Date passport with visa was received: waiting.....


----------



## gambit (Nov 30, 2013)

mrCherry said:


> Date application submitted: Documents submitted at VFS 18/11/2014
> *Date documents received by British Deputy High commission: 19/11/2014*


How exactly did you guys receive this confirmation the docs were received by British High Commission?


----------



## mrCherry (Nov 19, 2014)

VFS sends a sms after dispatching the documents to high commission. they charge extra for this service


----------



## gambit (Nov 30, 2013)

mrCherry said:


> VFS sends a sms after dispatching the documents to high commission. they charge extra for this service


Hi mrCherry, yes I done Premium Lounge and SMS service. 
I recevied the following sms:
"_The visa application for GWF ref no (XXXXXXX) was forwarded to UK Visas and Immigration on 11/13/2014_"

I assumed this just meant they posted it to Chennai. But We have not received any sms/email thereafter to confirm that it was received by British High Commision, as you and Zakmuh have stated you received update saying it was received by British High Commision I am worried.

Thanks


----------



## mrCherry (Nov 19, 2014)

I sent an enquiry through ukvi website and got a reply saying they received the application and processign time is 60 days. i am stressed


----------



## gambit (Nov 30, 2013)

mrCherry said:


> I sent an enquiry through ukvi website and got a reply saying they received the application and processign time is 60 days. i am stressed


Don't worry, I think that's just their 'standard' answer, as it's the UKvi guideline that chennai process within 60 days. But looking at the link Zakmuh showed, this shows the average can be less (iv seen it fluctuate between 27-51days. Usually hovering around 30). It all depends on if your app has the right evidence and is simple.

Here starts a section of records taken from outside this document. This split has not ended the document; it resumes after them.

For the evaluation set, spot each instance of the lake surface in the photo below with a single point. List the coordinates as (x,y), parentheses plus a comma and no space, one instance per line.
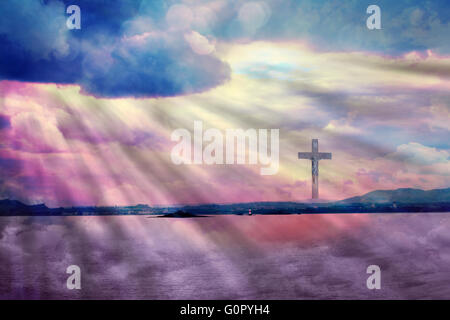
(227,257)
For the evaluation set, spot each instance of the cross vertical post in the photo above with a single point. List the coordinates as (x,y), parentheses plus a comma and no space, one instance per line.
(314,156)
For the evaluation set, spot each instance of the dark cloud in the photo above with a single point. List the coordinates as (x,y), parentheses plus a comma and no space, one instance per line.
(96,57)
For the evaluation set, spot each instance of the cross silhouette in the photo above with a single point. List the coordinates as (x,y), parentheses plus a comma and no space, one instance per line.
(315,156)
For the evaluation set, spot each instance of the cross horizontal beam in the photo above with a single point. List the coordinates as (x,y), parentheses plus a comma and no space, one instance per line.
(314,155)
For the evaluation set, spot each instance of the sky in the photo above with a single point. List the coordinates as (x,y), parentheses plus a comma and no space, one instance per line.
(86,116)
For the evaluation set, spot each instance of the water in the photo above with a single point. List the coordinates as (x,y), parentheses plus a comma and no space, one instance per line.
(227,257)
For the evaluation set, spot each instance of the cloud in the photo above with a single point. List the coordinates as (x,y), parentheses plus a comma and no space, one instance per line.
(109,62)
(419,154)
(5,123)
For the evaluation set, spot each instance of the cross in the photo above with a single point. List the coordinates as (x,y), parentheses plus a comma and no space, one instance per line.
(315,156)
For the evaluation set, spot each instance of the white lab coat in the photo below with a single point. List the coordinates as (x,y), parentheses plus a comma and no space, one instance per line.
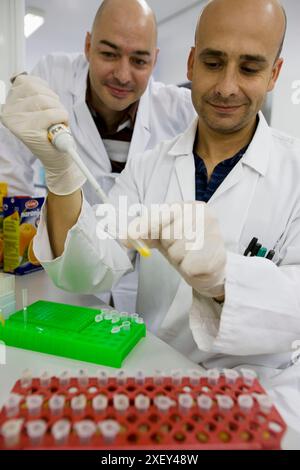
(260,318)
(260,197)
(163,113)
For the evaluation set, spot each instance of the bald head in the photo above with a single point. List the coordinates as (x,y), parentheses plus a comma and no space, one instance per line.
(138,9)
(269,15)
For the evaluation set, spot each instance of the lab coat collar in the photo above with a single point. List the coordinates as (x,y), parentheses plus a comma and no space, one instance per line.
(253,158)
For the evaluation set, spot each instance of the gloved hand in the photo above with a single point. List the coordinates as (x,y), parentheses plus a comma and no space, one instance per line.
(30,109)
(202,267)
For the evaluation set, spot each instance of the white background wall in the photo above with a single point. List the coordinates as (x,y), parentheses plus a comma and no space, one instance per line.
(67,22)
(285,112)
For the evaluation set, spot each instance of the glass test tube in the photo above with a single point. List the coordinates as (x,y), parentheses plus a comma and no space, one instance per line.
(36,431)
(245,403)
(109,429)
(78,404)
(12,406)
(61,431)
(85,430)
(34,404)
(83,378)
(185,402)
(57,404)
(100,404)
(11,431)
(225,403)
(142,403)
(205,403)
(121,403)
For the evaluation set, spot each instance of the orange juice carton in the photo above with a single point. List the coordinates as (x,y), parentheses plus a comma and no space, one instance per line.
(3,193)
(21,219)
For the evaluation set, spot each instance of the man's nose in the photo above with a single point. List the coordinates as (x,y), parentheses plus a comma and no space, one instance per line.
(122,71)
(228,83)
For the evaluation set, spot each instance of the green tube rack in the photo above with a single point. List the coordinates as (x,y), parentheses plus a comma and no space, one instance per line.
(72,332)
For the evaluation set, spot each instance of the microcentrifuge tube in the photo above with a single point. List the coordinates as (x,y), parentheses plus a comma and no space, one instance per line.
(231,376)
(85,430)
(26,379)
(249,376)
(109,429)
(100,403)
(142,403)
(176,376)
(56,404)
(159,377)
(140,378)
(115,330)
(45,379)
(194,376)
(12,406)
(163,404)
(124,315)
(121,403)
(115,319)
(36,431)
(102,378)
(64,378)
(265,403)
(213,376)
(205,403)
(126,325)
(34,404)
(83,378)
(61,431)
(108,316)
(185,402)
(11,431)
(121,377)
(225,403)
(245,403)
(78,404)
(99,318)
(25,304)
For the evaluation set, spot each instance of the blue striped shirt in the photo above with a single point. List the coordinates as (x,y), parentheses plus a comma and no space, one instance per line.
(204,188)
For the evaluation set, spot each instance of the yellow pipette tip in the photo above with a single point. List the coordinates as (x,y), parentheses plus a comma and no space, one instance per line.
(145,252)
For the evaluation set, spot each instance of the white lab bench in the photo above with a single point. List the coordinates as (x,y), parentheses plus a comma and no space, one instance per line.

So to confirm, neither you nor Zakmuh actually received an SMS/email from British High Commision stating they had recevied the application? Rather it was the sms saying it was 'forwarded' to UKvi?


----------



## gambit (Nov 30, 2013)

Country applied from: Sri Lanka
Documents submitted at VFS 13/11/2014
SMS stating App forwarded to UKVI: 13/11/2014
Projected timeline given: 21-60 days
Date decision was made: waiting......
Date passport with visa was received: waiting.....


----------



## zakmuh (Aug 18, 2014)

Any more updated on this guys?


----------